On Sat, 28 Feb 2026, 17:30 Ben Ashton, <[email protected]> wrote:
> …
> We now have sleep running as a child of the subshell as a process group
> leader.
> However in certain, somewhat contrived, circumstances, bash's builtin kill
> will send the signal to the WRONG process group.
>
> > Sending SIGTERM to process group: 5710 (kill -TERM -5710)
> [pid 5709] kill(-5709, SIGTERM) = 0
>
> As you can see we ran `kill -TERM -5710`, but bash actually sent it
> to process group 5709 (the subshell itself). If you don't use the
> builtin kill then it works as expected
> …
> Here is the script to reproduce the issue:
>
>
>
> setsid sleep 10 &
> pid=$!
> echo "> Started new process group $pid"
…
echo "> Sending SIGTERM to process group: $pid (kill -TERM -$pid)"
> kill -TERM -$pid
>
This is the core error: $! records a PID, NOT a PGID or a SID. On some
systems (e.g. Linux) a PGID or SID is always numerically equal to the PID
of the leader process, on others (e.g.
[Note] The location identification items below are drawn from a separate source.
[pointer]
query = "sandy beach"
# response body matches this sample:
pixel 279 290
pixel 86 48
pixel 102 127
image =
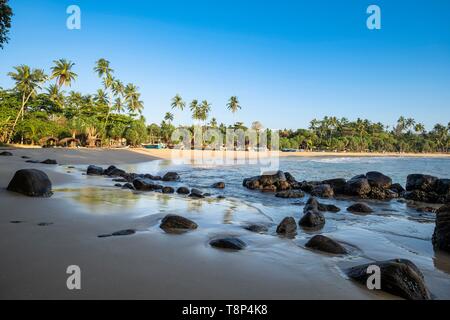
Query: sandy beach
pixel 150 264
pixel 147 265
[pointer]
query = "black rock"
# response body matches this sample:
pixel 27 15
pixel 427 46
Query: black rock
pixel 49 161
pixel 312 219
pixel 195 193
pixel 168 190
pixel 287 226
pixel 171 176
pixel 399 277
pixel 112 171
pixel 31 182
pixel 421 182
pixel 323 191
pixel 378 180
pixel 228 243
pixel 183 190
pixel 128 186
pixel 218 185
pixel 397 187
pixel 258 228
pixel 325 244
pixel 357 186
pixel 359 207
pixel 143 184
pixel 94 170
pixel 441 235
pixel 173 222
pixel 289 194
pixel 337 184
pixel 328 207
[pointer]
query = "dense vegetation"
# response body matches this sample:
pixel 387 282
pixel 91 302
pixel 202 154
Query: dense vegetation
pixel 5 21
pixel 38 111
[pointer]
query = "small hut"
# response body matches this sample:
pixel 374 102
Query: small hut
pixel 48 142
pixel 69 142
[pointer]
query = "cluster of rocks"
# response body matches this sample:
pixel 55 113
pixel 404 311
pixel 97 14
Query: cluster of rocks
pixel 426 188
pixel 372 185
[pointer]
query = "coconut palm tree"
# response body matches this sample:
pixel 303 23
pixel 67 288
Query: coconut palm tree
pixel 62 72
pixel 168 117
pixel 132 98
pixel 233 104
pixel 178 103
pixel 27 82
pixel 55 95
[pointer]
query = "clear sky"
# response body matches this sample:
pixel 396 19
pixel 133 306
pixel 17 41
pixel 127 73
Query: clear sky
pixel 287 61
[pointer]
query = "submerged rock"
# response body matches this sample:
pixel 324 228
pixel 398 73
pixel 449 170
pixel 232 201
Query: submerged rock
pixel 289 194
pixel 49 161
pixel 228 243
pixel 183 190
pixel 399 277
pixel 171 176
pixel 358 186
pixel 378 180
pixel 168 190
pixel 287 226
pixel 322 191
pixel 31 182
pixel 258 228
pixel 173 222
pixel 196 193
pixel 359 207
pixel 94 170
pixel 441 235
pixel 325 244
pixel 312 219
pixel 421 182
pixel 218 185
pixel 144 184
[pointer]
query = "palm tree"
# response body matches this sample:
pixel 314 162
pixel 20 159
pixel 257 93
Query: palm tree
pixel 168 117
pixel 55 95
pixel 132 97
pixel 28 81
pixel 62 72
pixel 233 104
pixel 177 102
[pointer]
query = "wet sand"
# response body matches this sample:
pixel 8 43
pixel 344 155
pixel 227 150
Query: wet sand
pixel 149 264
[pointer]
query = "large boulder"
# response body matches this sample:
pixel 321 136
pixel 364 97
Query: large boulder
pixel 312 220
pixel 421 182
pixel 172 222
pixel 378 180
pixel 94 170
pixel 358 186
pixel 290 194
pixel 171 176
pixel 230 243
pixel 31 182
pixel 441 235
pixel 399 277
pixel 287 226
pixel 337 184
pixel 325 244
pixel 322 191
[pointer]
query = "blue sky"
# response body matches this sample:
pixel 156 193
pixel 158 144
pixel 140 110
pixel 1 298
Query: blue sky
pixel 287 61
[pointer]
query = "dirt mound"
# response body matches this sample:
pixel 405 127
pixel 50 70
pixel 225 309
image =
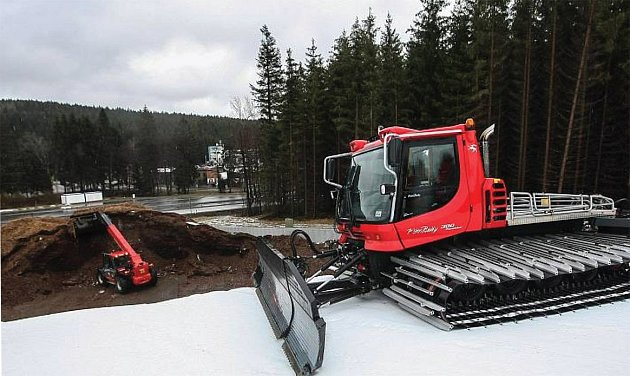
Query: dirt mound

BSD) they are unequal.
So what would you expect to happen if you go «kill -INT -$pid» on a systems
where pgrps and their respective leader pids are not identical?
Would you want it to translate the PID to its pgrps, or would you prefer it
to fail?
If it's going to do translations on BSD, why should it NOT do so on Linux?